2) Innerhalb meiner Schulzeit erlebte ich viele Versuche, den Ansprüchen auf Toleranz zu entsprechen, die aber oftmals scheiterten. Insbesondere bei der Thematik geschlechtlicher und sexueller Vielfalt kann ich auf mein eigenes Outing verweisen, welches viele Schwierigkeiten mit sich brachte. Auf mein Outing folgte eine Zeit, die ich rückblickend als klassisches Mobbing bezeichnen würde. Somit versuchte ich so gut es ging die Klassengemeinschaft zu meiden, weigerte mich teilweise ganz die Schule zu besuchen. Anstatt das die zuständige Lehrkraft das Problem erkannte und sich pädagogisch für Aufklärung in der Klassengemeinschaft einsetzte, wurde ich als betroffene Person dazu aufgefordert, mich der Mehrheit und auch dem System anzupassen. Diese Erfahrung der Ausgrenzung hat mich sensibilisiert und ich hoffe, als Lehrkraft ähnliche Prozesse bemerken zu können und mich für eine bessere Umgangsart einsetzen zu können. Als positives Beispiel aus meiner Schulzeit ist eine andere Lehrkraft zu nennen: Diese setzte sich für mich ein, ermunterte mich auch zum Schulbesuch. Sie signalisierte mir klar, dass ich mich nicht ändern müsse: Diese Erfahrung der sensiblen und reflektierten Umgangsform einer Lehrkraft prägt mich bis heute. Später setzte diese Lehrkraft sich auch für einen Schüler ein, der aufgrund seiner Deutschkenntnisse nicht in die Oberstufe versetzt werden sollte. Auch hier hat sie viel bewirken können. Für mich zeigen beide Beispiele den immensen Einfluss von Lehrkräften auf Schüler*innen.

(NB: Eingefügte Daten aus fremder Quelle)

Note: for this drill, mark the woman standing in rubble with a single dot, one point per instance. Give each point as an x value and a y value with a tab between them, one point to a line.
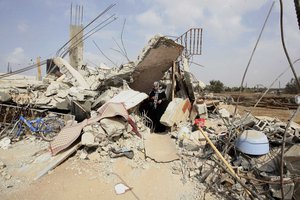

3) Die theoretische Ebene erarbeitet zu haben empfand ich als richtig und wichtig. Anschließend würde mir jetzt der Einblick in die reelle Situation bremischer Schulen gefallen. Gibt es inklusive Gebäudegestaltung? Gibt es Gruppen oder bremische Vereine, die mich als Lehrkraft unterstützen und beraten könnten? Welche Schwierigkeiten werden mich erwarten? Weiter würde ich es auch begrüßen, Möglichkeiten der Beschwerde im Falle der Diskreminierung zu kennen. Ich möchte für eine, dem Umhet-Seminar entsprechende, Schule arbeiten und das System mitverändern: Doch um dies zu tun, ist es auch wichtig, mögliche Hilfsangebote zu kennen. Eine weitere Fragestellung die ich gerne vertiefen würde, wäre die der Arbeit gegen jeglichen Antisemitismus im Schulleben. Ins besonders als spätere Geschichtslehrerin ist dies ein Fokus, den ich setzen möchte. Eine Thematik die ich persönlich vermisst habe, ist die der Islamphobie. Viele begeisterte studierende Frauen müssen sich einem ablehnenden, diskriminierenden und islamfeindlichen System stellen, das ihnen teilweise auch die Arbeit als Lehrerin verweigert, sollten sie einen Hijab tragen. Eine genauere Auseinandersetzung mit der rechtlichen Problematik und dem islamfeindlichen Diskurs in Deutschland hätte mich sehr begeistert, gerade auch bezüglich des Umgangs mit Schüler*innen. Ferner hätte mir eine Sensibilisierung für die ständig vorfallenden Rassismen bezüglich muslimisch gelesener Jugendlichen begeistert.

Inhaltsverzeichnis
– Oliver, Mike (1996): Understanding Disability. From Theory to Practice. Palgrave Macmillan: Houndmills/ Basingstoke.
– Beauftragter der Bundesregierung für die Belange von Menschen mit Behinderungen (Hrsg.) (2018). Die UN-Behindertenrechtskonvention Übereinkommen über die Rechte von Menschen mit Behinderungen.